The way I understand it, we’ll be able to do everything offline in Octane, (very powerful engine, I’ve tried the 2.0 version) bake the lighting, then export to ue4 to make a realtime scene. It will replace lightmass for that.
We’ll have much more control for G.I and lighting in Octane and still have the benefits of realtime in ue4. Can’t wait.
If they pull it off this will be MASSIVE for Octane + UE4. On the offline side I can’t get past Nvidia Iray, there’s a certan jene-se-quoi (or however you spell that) about it.
This could be used for games with fixed cameras like old resident evil games.
You can show a fading screen between static scenes to hide Octane redering progress.
Octane is not a realtime solution, but if it has the ability to bake lightmaps it could give a better result than Lightmass, though I would expect it to be slower. At least part of the tool that would be most useful is getting a quick preview of the lighting without rebuilding it all, even if it’s noisy it would be useful.

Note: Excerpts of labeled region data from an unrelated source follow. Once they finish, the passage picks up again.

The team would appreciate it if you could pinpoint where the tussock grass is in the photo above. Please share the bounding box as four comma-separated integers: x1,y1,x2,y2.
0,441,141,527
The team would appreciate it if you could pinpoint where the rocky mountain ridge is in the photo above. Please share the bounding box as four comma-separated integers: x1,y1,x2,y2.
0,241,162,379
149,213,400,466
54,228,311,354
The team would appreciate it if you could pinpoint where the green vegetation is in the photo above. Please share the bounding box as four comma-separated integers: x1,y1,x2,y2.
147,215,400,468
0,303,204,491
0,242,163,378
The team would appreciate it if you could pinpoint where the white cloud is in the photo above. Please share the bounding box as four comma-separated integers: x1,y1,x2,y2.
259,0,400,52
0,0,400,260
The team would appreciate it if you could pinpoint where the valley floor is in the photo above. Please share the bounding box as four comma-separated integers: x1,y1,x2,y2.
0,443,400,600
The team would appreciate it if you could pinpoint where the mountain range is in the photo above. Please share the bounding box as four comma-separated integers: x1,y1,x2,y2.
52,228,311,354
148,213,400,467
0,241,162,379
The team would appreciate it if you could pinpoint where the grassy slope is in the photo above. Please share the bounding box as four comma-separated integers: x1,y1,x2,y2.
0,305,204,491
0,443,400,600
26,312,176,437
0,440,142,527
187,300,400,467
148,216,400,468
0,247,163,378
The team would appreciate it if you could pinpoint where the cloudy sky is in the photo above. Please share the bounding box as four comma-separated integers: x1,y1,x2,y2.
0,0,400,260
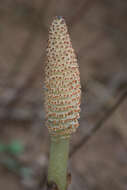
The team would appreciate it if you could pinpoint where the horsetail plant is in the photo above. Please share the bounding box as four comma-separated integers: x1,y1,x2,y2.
45,17,81,190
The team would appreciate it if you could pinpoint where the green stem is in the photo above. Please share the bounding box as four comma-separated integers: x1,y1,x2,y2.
48,138,70,190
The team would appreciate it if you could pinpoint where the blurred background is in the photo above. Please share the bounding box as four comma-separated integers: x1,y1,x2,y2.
0,0,127,190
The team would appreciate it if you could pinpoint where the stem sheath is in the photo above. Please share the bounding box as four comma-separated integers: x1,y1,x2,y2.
48,137,70,190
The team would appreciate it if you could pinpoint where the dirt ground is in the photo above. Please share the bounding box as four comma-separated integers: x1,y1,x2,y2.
0,0,127,190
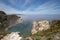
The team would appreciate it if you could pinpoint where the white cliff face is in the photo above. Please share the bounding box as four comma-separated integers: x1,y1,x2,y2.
1,32,22,40
31,20,50,34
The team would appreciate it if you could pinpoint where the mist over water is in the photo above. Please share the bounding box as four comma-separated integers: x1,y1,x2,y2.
9,14,60,35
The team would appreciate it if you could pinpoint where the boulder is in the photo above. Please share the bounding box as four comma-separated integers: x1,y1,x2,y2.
0,11,22,31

Octane render can give you a preview of a scene in 1 second (or maybe a couple pass) vs unreal that you have to wait until the whole lighting build is finished (because preview shadows aren’t representative of the baked result at all). So let’s say 1 min vs a couple hours. huge difference. Can’t wait!

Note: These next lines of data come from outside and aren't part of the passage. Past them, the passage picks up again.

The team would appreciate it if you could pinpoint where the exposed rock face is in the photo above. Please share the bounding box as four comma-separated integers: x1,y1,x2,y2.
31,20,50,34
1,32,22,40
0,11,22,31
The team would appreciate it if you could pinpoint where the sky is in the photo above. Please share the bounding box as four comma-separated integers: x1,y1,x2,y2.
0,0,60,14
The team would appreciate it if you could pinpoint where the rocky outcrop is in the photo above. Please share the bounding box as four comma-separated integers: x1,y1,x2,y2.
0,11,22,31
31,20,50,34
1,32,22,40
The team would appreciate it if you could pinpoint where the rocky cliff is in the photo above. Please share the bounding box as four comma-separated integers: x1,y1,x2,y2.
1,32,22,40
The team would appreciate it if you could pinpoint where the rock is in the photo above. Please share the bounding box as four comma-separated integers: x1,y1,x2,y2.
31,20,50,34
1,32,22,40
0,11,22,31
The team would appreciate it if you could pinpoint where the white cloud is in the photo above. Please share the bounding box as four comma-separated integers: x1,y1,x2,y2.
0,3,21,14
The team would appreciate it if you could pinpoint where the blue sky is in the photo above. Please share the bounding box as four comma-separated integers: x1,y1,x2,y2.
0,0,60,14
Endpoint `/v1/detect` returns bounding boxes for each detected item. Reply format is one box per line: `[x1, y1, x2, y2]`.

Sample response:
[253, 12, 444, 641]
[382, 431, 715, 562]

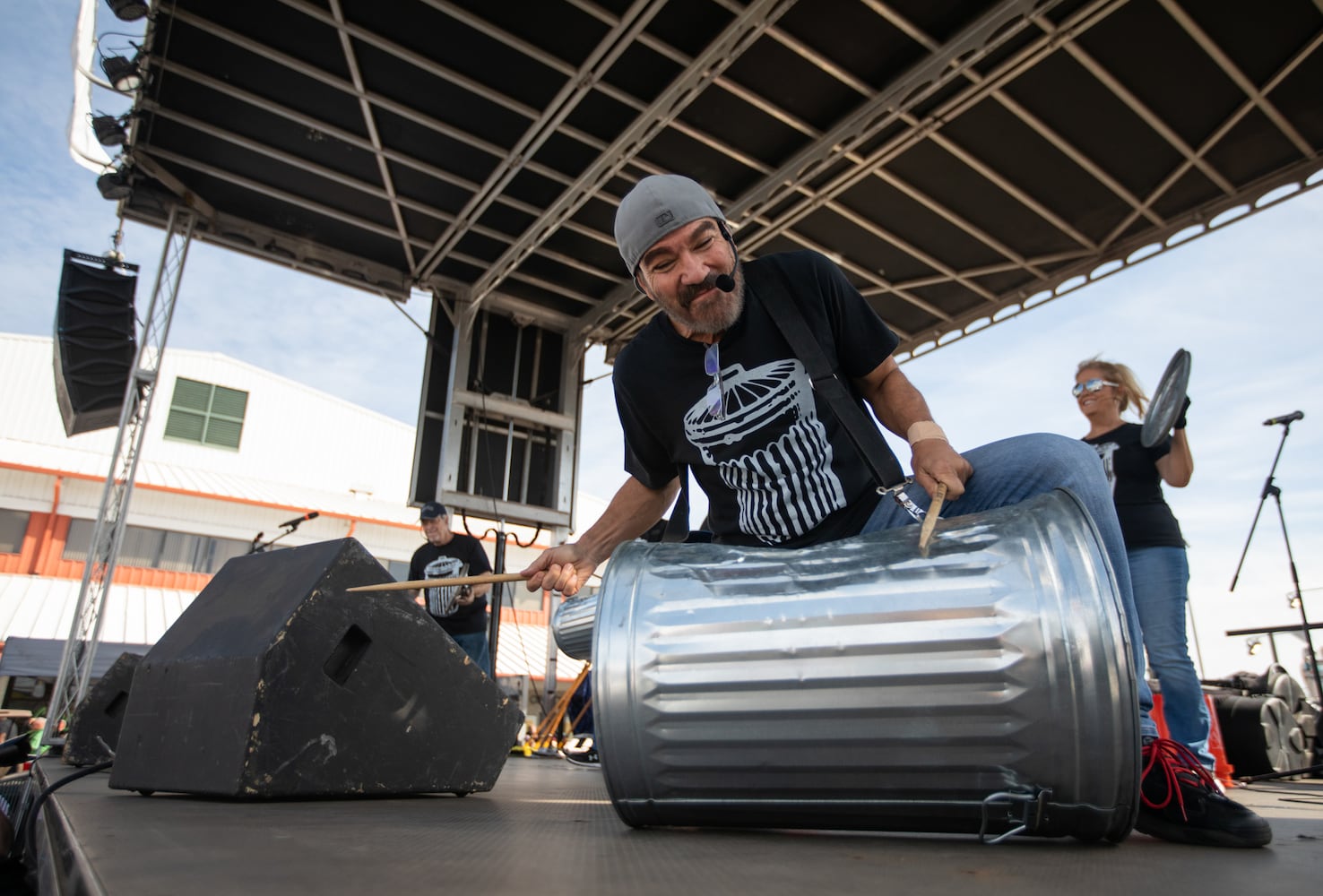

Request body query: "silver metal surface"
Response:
[587, 492, 1139, 840]
[551, 593, 597, 659]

Also, Octane runs strictly on gpu and can benefit from using multiple gpus, not just sli… You can have 12 gpus working on a scene if you want!!!
I’m waiting for Nvidia to allow non-Nvidia-Grid ie. Geforce cards to be used with Nvidia vGPU virtualised GPU clusters. In otherwords, build your own Nvidia VCA appliance with several boxes each having say 3 980 Ti.
YES! Very naughty of Nvidia to force you to use their VCA appliance or GRID cards if you want powerful GPU and vGPU clusters! But I understand Nvidia has to start out that way, at least to ensure stability in production environments where Quadros and Teslas are the norm.
Lord willing they will open it up to Geforce cards as time goes by. Their IRay Server beta allows for local network cloud rendering (queued and streaming) using their beta plugins and IRay Server beta etc. Currently 3DSMax and Maya appear to have the best support for that. And it works with Geforce cards… but it’s not meant for WAN cloud or vGPU yet.
Now Nvidia Iray for Blender. That would be sweet and people would pay for that, I imagine it would be less expensive than Octane for Blender!
Advanced live texture baking: A feature that’s most beneficial for use in real-time game engines, OctaneRender 3 supports unbiased GPU texture baking (UV or volumetric) of global illumination, spherical harmonics and 8D light fields in Unreal Engine 4 and Unity plugins.